Experiências feitas nas primeiras décadas do século passado mostraram que existe um fenômeno que ocorre juntamente com a ilusão do movimento descrita acima: o chamado flicker. Se conectarmos um dispositivo eletrônico de controle do tipo liga-desliga a uma lâmpada, e esta lâmpada for do tipo que acende e apaga instantaneamente (como um LED - Light Emission Diod e não como uma lâmpada incandescente por exemplo), podemos fazer algumas experimentações. Se a luz acende e apaga somente algumas poucas vezes por segundo, perceberemos naturalmente o fato. Aumentando pouco a pouco a cadência do seu ligar e desligar, ainda assim iremos percebendo a lâmpada piscar, mas cada vez mais rapidamente. Em dado momento, poderemos estar fazendo a lâmpada ficar acesa 24 vezes por segundo, e apagada 24 vezes por segundo também. Neste caso, estamos dividindo o tempo de 1 segundo em 48 partes iguais e alternando entre elas os estados "lâmpada acesa" / "lâmpada apagada". Estaremos vendo 24 vezes por segundo a lâmpada acender, a mesma cadência utilizada no cinema. No entanto, mesmo assim, também estaremos vendo a lâmpada piscar, ou seja, não haverá a sensação de uma luz continuamente acesa.

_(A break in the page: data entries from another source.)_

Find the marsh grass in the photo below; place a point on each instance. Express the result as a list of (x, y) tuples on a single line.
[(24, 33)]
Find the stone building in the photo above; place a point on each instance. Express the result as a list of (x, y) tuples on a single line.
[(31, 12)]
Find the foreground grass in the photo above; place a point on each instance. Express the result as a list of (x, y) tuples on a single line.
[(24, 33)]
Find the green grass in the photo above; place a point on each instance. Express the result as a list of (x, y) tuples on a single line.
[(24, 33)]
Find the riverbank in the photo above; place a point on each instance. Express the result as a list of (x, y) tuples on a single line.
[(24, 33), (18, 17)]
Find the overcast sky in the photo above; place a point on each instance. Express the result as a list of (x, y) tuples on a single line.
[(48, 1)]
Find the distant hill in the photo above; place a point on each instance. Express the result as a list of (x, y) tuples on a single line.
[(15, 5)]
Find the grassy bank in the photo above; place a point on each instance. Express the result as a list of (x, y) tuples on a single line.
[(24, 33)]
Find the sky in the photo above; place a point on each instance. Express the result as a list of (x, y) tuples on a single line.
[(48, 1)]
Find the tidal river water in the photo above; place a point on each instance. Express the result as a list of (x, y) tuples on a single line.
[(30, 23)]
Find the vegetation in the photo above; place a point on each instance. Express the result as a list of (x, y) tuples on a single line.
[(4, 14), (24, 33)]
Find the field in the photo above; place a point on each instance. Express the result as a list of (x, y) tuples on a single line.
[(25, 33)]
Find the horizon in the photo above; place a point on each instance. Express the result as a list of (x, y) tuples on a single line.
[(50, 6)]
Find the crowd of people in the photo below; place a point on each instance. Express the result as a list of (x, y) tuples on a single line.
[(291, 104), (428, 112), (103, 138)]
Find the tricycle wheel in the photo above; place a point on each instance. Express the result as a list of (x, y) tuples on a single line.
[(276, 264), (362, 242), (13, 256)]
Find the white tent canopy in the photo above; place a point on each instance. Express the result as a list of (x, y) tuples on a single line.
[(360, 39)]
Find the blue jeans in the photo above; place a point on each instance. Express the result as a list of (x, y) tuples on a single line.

Foi isso o que se percebeu ao projetar os 24 quadros por segundo do cinema: o fenômeno do flicker ou cintilação das imagens, altamente desagradável ao expectador. Mas essas mesmas experiências haviam já apontado que, acima de 48 imagens exibidas por segundo, o olho humano praticamente não seria mais capaz de perceber o fenômeno. Então o obturador existente no projetor do cinema (necessário para esconder o filme para que o motor elétrico possa puxá-lo deslocando-o e posicionando o próximo quadro a ser exibido) foi melhorado, passando a girar mais rapidamente e mostrar duas vezes a mesma imagem antes que ela fosse trocada. Assim, o cinema exibe 48 imagens por segundo, correspondentes aos mesmos 24 quadros por segundo de sua cadência normal. Com esse recurso, diminui-se bastante o problema do flicker, praticamente anulando-o.

Foi quando começaram as primeiras experiências práticas para a criação da TV como a conhecemos. Os engenheiros da época, sabendo do problema do flicker, pretendiam fazer com que uma alta cadência de quadros fosse exibida para o expectador. Como, por motivos técnicos, havia-se decidido atrelar essa cadência à frequência da corrente elétrica distribuída no país (no caso, EUA, em 60Hz), pretendia-se que a TV funcionasse exibindo 60 quadros por segundo. Porém isso não foi possível devido a diversas limitações existentes até então. Uma delas, a largura de banda de transmissão. Se hoje discute-se diversas questões relativas à transição das transmissões de tv analógicas para as digitais e para as digitais de alta alta definição, se hoje temos internet em banda larga espalhada por todos os cantos e dezenas de satélites de comunicação existem orbitando o planeta o tempo todo, naquela época todo esse universo de troca de informação era ainda extremamente incipiente. O mundo conhecia o rádio, mas não a TV, que apoiava-se naquele para desenvolver este. Se fosse possível enviar para o ar os desejados 60 quadros por segundo, estaria resolvido o problema do flicker, de maneira ainda mais perfeita do que no cinema.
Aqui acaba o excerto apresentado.